Under new environmental conditions, if a genetic variant encoding a different phenotype provides an advantage to survival and reproduction, then individuals within the population with this genetic variant will reproduce more successfully and the population will gradually evolve in favor of this more successful genotype – natural selection.

However, when a population is small, the process determining which genetic variants are passed onto the next generation is no longer governed by natural selection, but instead by randomness, in a process called genetic drift. When genetic drift is the dominating process, genetic diversity is lost over time. With less genetic diversity, the resilience and reproductive fitness of the population reduces, leading to further population decline.

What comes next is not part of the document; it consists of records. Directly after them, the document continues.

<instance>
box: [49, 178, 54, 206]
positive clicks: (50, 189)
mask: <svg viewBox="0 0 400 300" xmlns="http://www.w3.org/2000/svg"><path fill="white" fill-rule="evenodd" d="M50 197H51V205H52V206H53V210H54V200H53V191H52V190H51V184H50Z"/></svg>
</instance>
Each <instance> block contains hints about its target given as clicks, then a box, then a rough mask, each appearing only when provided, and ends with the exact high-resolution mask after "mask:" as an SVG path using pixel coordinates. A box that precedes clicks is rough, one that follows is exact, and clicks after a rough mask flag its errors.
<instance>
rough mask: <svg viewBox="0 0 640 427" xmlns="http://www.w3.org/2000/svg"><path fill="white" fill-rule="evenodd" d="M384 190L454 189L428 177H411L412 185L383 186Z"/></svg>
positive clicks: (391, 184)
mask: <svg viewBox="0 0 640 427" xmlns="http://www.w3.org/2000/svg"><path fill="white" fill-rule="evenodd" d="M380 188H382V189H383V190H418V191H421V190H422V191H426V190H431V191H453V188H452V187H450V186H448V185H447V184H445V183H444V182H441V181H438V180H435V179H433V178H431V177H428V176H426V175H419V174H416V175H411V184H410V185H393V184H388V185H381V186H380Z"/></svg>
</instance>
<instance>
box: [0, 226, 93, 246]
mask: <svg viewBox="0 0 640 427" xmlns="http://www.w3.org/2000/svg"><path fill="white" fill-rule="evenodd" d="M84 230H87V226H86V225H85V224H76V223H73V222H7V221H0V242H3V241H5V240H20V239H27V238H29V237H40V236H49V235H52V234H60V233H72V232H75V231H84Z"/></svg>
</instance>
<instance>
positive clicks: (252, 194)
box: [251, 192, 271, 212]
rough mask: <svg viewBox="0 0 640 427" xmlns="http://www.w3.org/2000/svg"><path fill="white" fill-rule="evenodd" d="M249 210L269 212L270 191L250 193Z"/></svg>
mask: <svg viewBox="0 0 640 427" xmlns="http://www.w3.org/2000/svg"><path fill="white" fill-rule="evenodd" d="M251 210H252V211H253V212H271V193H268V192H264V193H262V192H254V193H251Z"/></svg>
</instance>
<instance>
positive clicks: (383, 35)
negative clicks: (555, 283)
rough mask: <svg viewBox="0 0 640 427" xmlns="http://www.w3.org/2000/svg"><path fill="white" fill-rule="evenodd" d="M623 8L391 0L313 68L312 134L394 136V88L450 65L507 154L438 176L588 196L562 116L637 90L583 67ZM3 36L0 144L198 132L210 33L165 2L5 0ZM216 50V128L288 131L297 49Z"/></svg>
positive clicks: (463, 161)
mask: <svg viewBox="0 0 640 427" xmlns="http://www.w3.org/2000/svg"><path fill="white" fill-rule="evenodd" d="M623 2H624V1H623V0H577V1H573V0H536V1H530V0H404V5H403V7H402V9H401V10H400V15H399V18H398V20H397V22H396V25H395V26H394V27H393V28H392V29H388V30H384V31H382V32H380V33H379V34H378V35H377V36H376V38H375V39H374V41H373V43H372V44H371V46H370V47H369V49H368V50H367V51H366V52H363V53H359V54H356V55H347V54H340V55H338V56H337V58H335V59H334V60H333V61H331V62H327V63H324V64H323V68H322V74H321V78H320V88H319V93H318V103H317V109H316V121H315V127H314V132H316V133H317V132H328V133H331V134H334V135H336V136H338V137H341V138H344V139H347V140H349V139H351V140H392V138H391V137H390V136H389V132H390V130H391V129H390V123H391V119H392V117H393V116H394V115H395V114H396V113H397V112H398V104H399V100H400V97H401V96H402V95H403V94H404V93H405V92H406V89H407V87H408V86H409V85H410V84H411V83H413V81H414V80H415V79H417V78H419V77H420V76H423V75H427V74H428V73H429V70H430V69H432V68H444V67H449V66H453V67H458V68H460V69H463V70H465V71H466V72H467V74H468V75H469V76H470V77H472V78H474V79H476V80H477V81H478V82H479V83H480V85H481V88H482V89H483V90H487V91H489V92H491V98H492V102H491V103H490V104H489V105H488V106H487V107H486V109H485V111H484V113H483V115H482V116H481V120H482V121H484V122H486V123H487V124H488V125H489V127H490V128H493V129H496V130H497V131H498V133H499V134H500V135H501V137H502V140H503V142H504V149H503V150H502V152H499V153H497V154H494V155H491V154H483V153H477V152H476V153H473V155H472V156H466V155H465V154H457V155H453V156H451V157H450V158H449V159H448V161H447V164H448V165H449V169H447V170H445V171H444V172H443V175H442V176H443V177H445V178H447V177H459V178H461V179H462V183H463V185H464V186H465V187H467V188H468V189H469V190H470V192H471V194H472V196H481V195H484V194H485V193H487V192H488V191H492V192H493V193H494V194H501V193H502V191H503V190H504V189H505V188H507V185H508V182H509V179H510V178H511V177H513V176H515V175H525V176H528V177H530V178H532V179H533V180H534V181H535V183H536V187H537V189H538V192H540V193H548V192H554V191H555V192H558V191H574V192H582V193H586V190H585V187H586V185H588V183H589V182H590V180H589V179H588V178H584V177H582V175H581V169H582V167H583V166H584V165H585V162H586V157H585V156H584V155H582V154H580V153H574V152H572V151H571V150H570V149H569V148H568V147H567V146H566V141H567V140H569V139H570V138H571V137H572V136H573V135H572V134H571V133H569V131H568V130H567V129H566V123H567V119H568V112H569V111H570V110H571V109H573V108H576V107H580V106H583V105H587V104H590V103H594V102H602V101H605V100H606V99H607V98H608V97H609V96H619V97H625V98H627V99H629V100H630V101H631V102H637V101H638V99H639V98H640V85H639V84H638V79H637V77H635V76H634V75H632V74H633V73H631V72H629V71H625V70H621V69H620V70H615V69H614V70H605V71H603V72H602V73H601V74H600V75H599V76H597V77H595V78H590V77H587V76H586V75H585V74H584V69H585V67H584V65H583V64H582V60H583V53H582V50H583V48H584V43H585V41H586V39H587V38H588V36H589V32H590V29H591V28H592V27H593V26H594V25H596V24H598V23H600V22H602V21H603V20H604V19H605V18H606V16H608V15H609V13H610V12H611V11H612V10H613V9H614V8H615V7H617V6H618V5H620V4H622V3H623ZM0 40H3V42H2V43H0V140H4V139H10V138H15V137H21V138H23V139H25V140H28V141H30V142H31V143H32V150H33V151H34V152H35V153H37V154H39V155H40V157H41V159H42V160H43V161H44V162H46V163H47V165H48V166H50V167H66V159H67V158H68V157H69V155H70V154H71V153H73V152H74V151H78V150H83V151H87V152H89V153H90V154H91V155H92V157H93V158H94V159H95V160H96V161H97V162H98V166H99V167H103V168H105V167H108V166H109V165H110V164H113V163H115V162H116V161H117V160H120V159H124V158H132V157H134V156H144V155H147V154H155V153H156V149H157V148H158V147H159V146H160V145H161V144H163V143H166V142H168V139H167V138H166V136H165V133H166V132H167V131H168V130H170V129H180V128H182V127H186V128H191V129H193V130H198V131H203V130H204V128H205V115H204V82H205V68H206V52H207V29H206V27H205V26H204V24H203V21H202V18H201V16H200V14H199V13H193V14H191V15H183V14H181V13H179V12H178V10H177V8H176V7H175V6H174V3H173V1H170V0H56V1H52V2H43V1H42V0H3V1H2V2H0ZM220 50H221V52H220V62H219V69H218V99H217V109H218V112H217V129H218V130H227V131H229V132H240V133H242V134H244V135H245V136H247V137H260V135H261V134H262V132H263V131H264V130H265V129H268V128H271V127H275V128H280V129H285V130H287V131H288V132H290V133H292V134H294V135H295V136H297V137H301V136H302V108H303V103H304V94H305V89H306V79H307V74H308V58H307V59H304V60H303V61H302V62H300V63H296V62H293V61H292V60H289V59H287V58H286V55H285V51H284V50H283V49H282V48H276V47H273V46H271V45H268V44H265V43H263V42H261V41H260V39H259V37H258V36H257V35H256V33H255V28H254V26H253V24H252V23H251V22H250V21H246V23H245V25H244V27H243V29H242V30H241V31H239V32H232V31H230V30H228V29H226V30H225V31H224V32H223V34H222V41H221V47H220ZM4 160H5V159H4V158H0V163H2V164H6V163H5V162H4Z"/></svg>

Furthermore, as the population gets smaller, the rate of inbreeding increases. Inbreeding leads to increased rates of genetic diseases, but also reduces individual fitness through a process called inbreeding depression, leading to further population decline. This becomes a cycle, a downward spiral of population decline, losing genetic diversity and reproductive fitness with each generation.

This downward spiral, leading a population to extinction is a phenomenon called the extinction vortex. The way to prevent or rescue a small and genetically isolated population from the extinction vortex, is to increase the size of the population and introduce new genetic diversity.

From mapping the telemetry survey data of the adders at Greenham and Crookham Commons, we have compelling evidence to suggest the road is fragmenting our adder population into two smaller ones.

Given the detrimental impacts of small, isolated populations, it would be advantageous to increase the habitat connectivity across the road. This would ensure the population remains as large and as genetically connected as possible, boosting their long-term viability. Possible interventions could come in the form of land bridges over the road, or underpass tunnels underneath the road. This would also likely benefit a whole host of other species whose habitat connectivity is reduced by the roads.

Only made possible by the hard work, dedication and passion from our volunteers, trainees and staff, this is just one example of insights we gain of our wildlife from across our nature reserves of the three counties, guiding our conservation efforts on the ground.

A big thankyou to all our surveyors for all your hard work and commitment in helping us.